On Friday 23 April the ‘fiery folk rock band’* from Newcastle Holy Moly and the Crackers will bring their unique mash of soul, rock, indie and Balkan folk to your homes from the stage of Sage One.

The RNS returns on Friday 30 April with Spring has Sprung, conducted by Paul McCreesh with Jennifer Pike starring in the incredibly popular Vaughan Williams’s The Lark Ascending. The uplifting programme also includes Delius’s On Hearing the First Cuckoo in Spring, Thea Musgrave’s Green and Schumann’s ‘Spring’ Symphony.

The season will continue until 25 June with further announcements of programme to come.

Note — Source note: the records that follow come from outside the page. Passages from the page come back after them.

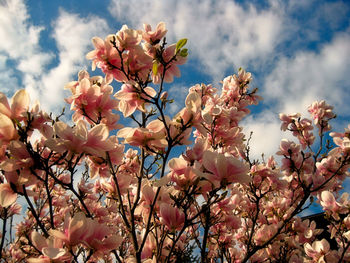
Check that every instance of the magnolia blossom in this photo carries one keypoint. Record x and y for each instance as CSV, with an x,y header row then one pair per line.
x,y
7,195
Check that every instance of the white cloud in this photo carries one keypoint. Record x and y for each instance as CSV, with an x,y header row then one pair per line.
x,y
72,34
19,45
266,136
222,34
296,82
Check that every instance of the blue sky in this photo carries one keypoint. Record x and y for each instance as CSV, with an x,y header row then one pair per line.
x,y
297,50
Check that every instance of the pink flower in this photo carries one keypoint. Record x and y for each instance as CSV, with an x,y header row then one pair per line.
x,y
131,98
79,139
128,38
51,249
171,216
320,251
7,195
153,136
225,169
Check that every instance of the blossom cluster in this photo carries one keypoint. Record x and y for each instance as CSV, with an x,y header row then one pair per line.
x,y
96,191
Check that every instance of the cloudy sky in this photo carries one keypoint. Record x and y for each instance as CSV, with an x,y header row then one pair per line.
x,y
297,50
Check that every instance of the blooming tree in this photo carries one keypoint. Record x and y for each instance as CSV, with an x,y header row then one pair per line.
x,y
96,191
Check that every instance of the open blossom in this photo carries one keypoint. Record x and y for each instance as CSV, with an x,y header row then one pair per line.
x,y
320,252
342,140
91,99
131,98
128,38
321,113
153,136
52,249
225,169
171,216
79,139
7,195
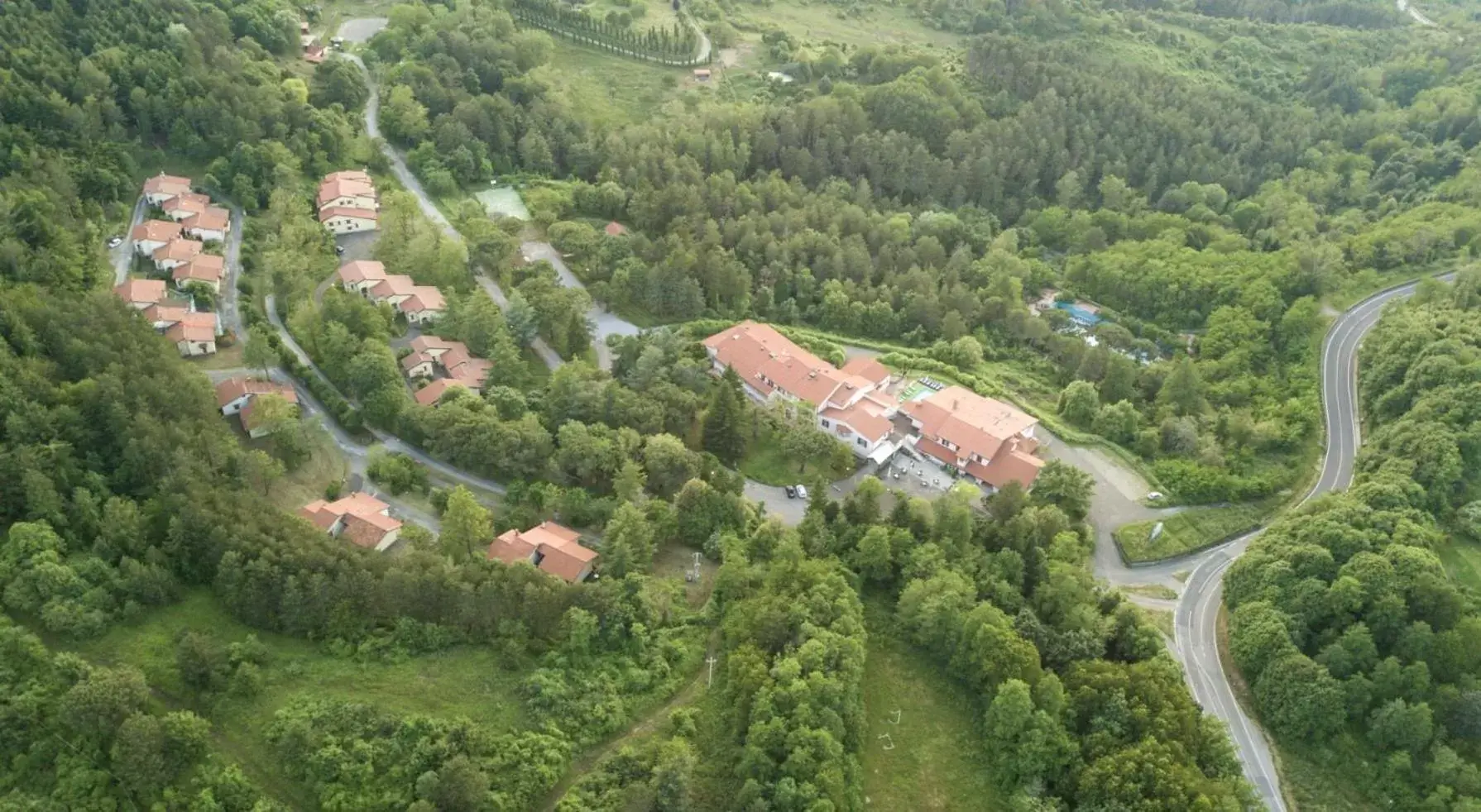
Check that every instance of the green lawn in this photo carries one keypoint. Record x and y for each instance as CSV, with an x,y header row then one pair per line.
x,y
605,88
1190,530
1464,562
472,682
827,22
937,761
766,461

Abigail Pogson, Managing Director of Sage Gateshead said, “Arts and culture will play a vital role in Covid-recovery: in re-establishing social connections, in uplifting and creating hope, improving mental health and wellbeing, in drawing people back out of their homes, and in creating jobs.

“We know the North East has been hit hard and we are ready to play a useful and active role in recovery, nurturing our region to thrive again, through music and the connections people make through it and through the civic role which we as a charity play.

“Royal Northern Sinfonia will be at the heart of this and through the recruitment we look forward to welcoming more musicians to our family, including of course our new Principal Conductor Dinis Sousa.

“Announcing our first live performance series of 2021, New Beginnings, we look forward to sharing music once again with our audiences, online at first, but soon in person at Sage Gateshead, and to begin to connect and recover together.”

Sage Gateshead was awarded £2.8 million as part of the Government’s £1.57 billion Culture Recovery Fund to help face the challenges of the coronavirus pandemic and to ensure its sustainable future.